The record shows that, in spite of its sophisticated analyses and stated good intentions, the World Bank's implementation of measures to protect the rights of indigenous peoples affected by its projects is often too little and too late. The bank has, for example, been funding projects in Paraguay for two decades without making any provision for their impact on the Indians. When it decided that action on behalf of the Indians should be included in the provisions of a development project in the province of Caazapa, it took the bank three years to arrange for anthropologists to study the situation of the Mbya Indians who would be affected. In the meantime innumerable technical studies had been carried out and the bank had been discussing the project for years with the Paraguayans. As a result the Paraguayans had gone ahead with the paving of roads, the building of infrastructure and plans for settlement of new immigrants to the region. This had already caused a rise in land values, an influx of immigrants and considerable deforestation, before even the preliminary studies had been made concerning the measures necessary to protect the rights of the indigenous inhabitants of the area.

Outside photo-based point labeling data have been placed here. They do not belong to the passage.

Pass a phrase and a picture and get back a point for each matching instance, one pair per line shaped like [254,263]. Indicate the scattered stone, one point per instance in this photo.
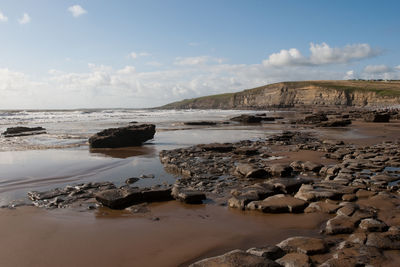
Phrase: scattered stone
[387,240]
[304,245]
[269,252]
[202,123]
[23,131]
[236,258]
[250,171]
[134,135]
[247,119]
[311,166]
[322,206]
[364,193]
[281,170]
[341,224]
[187,196]
[377,117]
[131,180]
[373,225]
[278,204]
[294,260]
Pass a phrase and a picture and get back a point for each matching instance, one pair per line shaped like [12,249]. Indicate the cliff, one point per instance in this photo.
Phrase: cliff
[305,93]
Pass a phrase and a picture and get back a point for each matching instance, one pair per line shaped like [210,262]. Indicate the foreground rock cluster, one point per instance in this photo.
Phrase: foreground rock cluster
[133,135]
[360,191]
[23,131]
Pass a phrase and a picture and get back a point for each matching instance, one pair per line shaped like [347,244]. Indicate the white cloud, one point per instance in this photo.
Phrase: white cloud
[77,10]
[195,61]
[104,86]
[135,55]
[291,57]
[25,19]
[377,69]
[381,72]
[321,54]
[3,18]
[349,75]
[154,64]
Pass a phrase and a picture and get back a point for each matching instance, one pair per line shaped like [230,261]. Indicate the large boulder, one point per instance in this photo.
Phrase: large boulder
[120,198]
[377,117]
[123,137]
[236,258]
[247,118]
[22,131]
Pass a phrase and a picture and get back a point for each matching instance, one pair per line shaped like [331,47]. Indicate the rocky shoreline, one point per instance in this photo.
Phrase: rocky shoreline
[357,185]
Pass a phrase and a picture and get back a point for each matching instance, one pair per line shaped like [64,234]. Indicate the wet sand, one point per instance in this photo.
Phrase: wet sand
[182,234]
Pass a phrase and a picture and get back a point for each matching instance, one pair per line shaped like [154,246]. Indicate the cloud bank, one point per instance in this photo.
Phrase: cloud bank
[104,86]
[321,54]
[77,10]
[24,19]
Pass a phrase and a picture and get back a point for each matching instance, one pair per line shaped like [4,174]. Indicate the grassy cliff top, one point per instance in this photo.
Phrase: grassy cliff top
[381,88]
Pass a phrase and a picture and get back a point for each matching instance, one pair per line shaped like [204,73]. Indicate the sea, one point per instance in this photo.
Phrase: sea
[62,156]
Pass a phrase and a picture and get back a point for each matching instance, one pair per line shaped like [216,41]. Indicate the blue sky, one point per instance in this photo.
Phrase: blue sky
[97,53]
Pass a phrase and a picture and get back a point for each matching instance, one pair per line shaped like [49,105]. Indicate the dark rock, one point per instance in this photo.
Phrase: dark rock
[188,196]
[247,119]
[195,123]
[341,224]
[23,131]
[236,258]
[335,123]
[377,117]
[157,195]
[387,240]
[119,198]
[250,171]
[123,137]
[321,206]
[278,204]
[147,176]
[217,147]
[246,151]
[287,185]
[315,118]
[373,225]
[295,260]
[305,245]
[281,170]
[124,197]
[131,180]
[311,166]
[269,252]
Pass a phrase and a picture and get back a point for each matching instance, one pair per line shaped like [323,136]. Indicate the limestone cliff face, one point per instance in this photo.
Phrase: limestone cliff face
[297,94]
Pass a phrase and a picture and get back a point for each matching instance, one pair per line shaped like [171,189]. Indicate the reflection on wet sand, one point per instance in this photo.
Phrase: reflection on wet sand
[125,152]
[181,234]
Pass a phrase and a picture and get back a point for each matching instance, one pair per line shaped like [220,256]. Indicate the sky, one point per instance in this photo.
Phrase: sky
[133,54]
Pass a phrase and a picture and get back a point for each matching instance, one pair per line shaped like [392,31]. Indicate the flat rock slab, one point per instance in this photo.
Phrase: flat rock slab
[373,225]
[322,206]
[341,224]
[236,258]
[250,171]
[388,240]
[134,135]
[269,252]
[123,198]
[295,260]
[23,131]
[304,245]
[278,204]
[188,196]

A similar imbalance was noticeable in the management of the Polonoroeste project. There the road work was finished ahead of schedule, producing the expected influx of migrants into northwestern Brazil, but measures to defend the Indians and the environment lagged catastrophically behind. The result was an environmental disaster and open and massive invasions of Indian lands, which have moreover benefited large enterprises and not the small holders which the project was originally supposed to assist. The problem, as in the Philippine case mentioned above, was that the Brazilian authorities systematically flouted the bank's directives about what should be done on behalf of the Indians. The Brazilian Indian service was partly unable and partly unwilling to do what the bank mandated. Its senior officials did not in any case believe that the World Bank was serious about Indian rights. One of them, who subsequently became the head of the Indian service, responded cynically to Brazilian Indianists who reminded him that the bank required Indian rights to be protected as a condition of the Polonoroeste loan. He told them that they should not put their faith in the World Bank, for it would not cut off the Polonoroeste funds to protect the Indians.

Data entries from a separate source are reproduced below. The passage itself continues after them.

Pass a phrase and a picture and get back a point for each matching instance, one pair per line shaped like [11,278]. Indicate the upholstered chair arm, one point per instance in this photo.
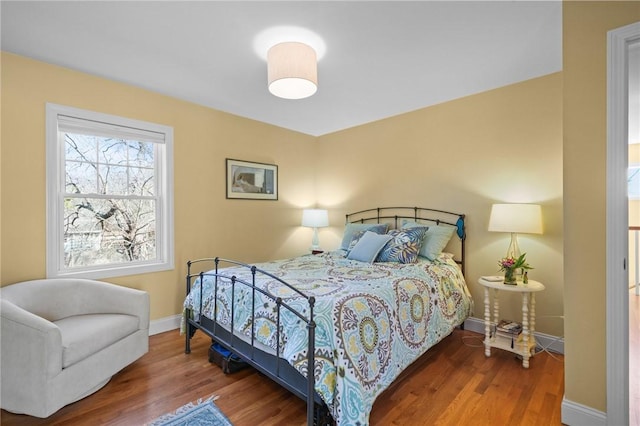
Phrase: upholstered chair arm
[31,345]
[114,299]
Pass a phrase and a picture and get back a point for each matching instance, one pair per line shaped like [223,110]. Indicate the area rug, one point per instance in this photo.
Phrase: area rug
[199,413]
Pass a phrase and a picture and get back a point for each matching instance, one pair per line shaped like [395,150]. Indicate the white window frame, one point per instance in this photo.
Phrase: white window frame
[56,187]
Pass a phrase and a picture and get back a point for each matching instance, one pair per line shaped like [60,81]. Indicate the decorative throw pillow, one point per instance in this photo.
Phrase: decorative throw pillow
[368,246]
[404,245]
[352,228]
[435,240]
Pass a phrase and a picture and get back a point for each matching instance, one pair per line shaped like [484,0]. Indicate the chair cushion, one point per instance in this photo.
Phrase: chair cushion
[84,335]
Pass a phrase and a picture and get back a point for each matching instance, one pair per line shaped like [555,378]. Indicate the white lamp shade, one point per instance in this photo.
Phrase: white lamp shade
[315,218]
[292,70]
[516,218]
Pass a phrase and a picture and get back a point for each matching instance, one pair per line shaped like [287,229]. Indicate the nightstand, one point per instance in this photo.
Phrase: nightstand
[526,346]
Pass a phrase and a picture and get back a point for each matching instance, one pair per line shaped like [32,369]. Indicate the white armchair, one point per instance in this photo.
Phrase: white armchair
[63,339]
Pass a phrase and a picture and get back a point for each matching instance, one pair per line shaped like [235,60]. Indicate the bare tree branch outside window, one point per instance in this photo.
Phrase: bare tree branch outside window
[109,206]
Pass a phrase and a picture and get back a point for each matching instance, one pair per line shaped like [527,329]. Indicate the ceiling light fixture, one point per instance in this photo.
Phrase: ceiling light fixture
[292,70]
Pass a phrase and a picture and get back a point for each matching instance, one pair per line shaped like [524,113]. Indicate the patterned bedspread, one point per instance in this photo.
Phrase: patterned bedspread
[372,320]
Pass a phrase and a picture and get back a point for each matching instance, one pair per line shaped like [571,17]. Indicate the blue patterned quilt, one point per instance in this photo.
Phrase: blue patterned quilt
[372,320]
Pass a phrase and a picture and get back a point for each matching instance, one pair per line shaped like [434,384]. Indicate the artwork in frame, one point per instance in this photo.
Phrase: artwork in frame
[253,181]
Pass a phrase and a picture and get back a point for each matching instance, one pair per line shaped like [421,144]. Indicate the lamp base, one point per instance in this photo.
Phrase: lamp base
[513,250]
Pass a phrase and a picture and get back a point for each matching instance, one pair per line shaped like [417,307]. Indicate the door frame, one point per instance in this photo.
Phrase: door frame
[617,327]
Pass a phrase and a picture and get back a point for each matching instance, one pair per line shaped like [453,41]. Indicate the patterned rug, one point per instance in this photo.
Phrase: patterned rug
[199,413]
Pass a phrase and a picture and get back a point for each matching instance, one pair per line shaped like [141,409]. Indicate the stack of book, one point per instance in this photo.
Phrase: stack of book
[510,330]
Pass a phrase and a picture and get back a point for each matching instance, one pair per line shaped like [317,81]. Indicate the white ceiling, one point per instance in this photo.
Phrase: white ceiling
[381,59]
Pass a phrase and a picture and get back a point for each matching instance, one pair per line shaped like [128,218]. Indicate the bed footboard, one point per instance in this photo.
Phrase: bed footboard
[272,365]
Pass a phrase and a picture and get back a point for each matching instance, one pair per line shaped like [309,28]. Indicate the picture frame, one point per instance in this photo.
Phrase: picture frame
[251,181]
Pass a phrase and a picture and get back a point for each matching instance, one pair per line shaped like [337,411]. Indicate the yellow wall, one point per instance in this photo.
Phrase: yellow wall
[503,145]
[498,146]
[206,224]
[585,26]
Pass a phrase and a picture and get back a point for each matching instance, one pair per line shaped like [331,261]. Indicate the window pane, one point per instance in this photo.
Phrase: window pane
[141,154]
[112,151]
[99,231]
[141,182]
[113,179]
[80,178]
[80,147]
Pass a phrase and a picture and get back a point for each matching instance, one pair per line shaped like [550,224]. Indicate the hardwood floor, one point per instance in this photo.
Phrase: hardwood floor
[453,384]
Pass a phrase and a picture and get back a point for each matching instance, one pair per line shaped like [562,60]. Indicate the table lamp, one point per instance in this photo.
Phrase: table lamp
[515,218]
[315,218]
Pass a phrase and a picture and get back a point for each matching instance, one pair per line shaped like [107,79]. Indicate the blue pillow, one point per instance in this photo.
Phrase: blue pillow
[435,240]
[368,247]
[404,245]
[352,228]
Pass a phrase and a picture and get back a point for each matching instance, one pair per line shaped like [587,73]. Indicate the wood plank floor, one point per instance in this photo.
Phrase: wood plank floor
[454,384]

It is to the credit of the World Bank that it did insist and did achieve some successes on behalf of the Indians in northwest Brazil. It did in fact halt disbursements for a time on the loan, but by that time the road had been improved and the damage had been done. In fact, though the halting of disbursements was a welcome and salutory demonstration that the bank was serious about the conditions it had set for the loan, its practical effect at that stage was to hamper assistance to the Indians, that element of the program which had characteristically been left until last.

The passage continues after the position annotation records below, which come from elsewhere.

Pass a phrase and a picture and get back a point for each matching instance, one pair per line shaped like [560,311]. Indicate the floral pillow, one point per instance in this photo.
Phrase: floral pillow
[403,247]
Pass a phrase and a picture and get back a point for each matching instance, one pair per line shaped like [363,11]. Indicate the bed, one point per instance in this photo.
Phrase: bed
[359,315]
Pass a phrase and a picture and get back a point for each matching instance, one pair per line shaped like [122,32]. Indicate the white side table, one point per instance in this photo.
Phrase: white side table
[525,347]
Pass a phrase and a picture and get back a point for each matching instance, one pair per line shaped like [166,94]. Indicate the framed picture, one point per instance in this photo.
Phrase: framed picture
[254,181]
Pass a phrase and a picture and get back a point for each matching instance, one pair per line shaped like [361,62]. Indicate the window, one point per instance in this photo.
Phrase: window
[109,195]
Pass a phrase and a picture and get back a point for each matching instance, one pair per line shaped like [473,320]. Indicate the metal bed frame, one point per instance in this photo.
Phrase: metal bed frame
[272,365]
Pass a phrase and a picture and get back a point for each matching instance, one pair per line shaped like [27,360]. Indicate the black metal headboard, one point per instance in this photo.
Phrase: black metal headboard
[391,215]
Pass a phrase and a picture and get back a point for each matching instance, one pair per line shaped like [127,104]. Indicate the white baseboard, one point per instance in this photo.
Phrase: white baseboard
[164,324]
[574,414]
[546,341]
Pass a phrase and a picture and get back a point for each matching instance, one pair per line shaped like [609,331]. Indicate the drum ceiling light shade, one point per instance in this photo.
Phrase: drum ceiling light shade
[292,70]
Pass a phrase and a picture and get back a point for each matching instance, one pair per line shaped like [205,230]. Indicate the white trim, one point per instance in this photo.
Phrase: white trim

This is the heart of the problem. In the examples I have given we have seen again and again that the World Bank's stated intentions have been admirable, but they have not been matched by effective implementation of those parts of programs and projects that affect indigenous peoples or the environment. In the Philippines the bank's strategy was undermined by noncompliance on the part of the host government, yet the bank persevered for a decade in a policy that was counterproductive. It appears likely that the bitter and pauperizing consequences of bank-financed relocation that poor Filipinos and Philippine National Minorities experienced in the 1970s are now about to be suffered by a million poor and tribal people in the Narmada basin of India. In northwestern Brazil the bank once again financed a giant project with potentially disastrous human and environmental consequences without adequate staff or planning to enable it to mitigate those adverse effects. It was as powerless to deal with noncompliance on the part of the Brazilians as it had been in the Philippines, and appeared to have no strategy for dealing with such an eventuality. Meanwhile, in neighboring Paraguay, it is still following its conventional procedure of investing its staff time in economic and infrastructural studies, while paying scant and delayed attention to the human and environmental costs of the processes it has already set in motion even before the loan agreements are signed.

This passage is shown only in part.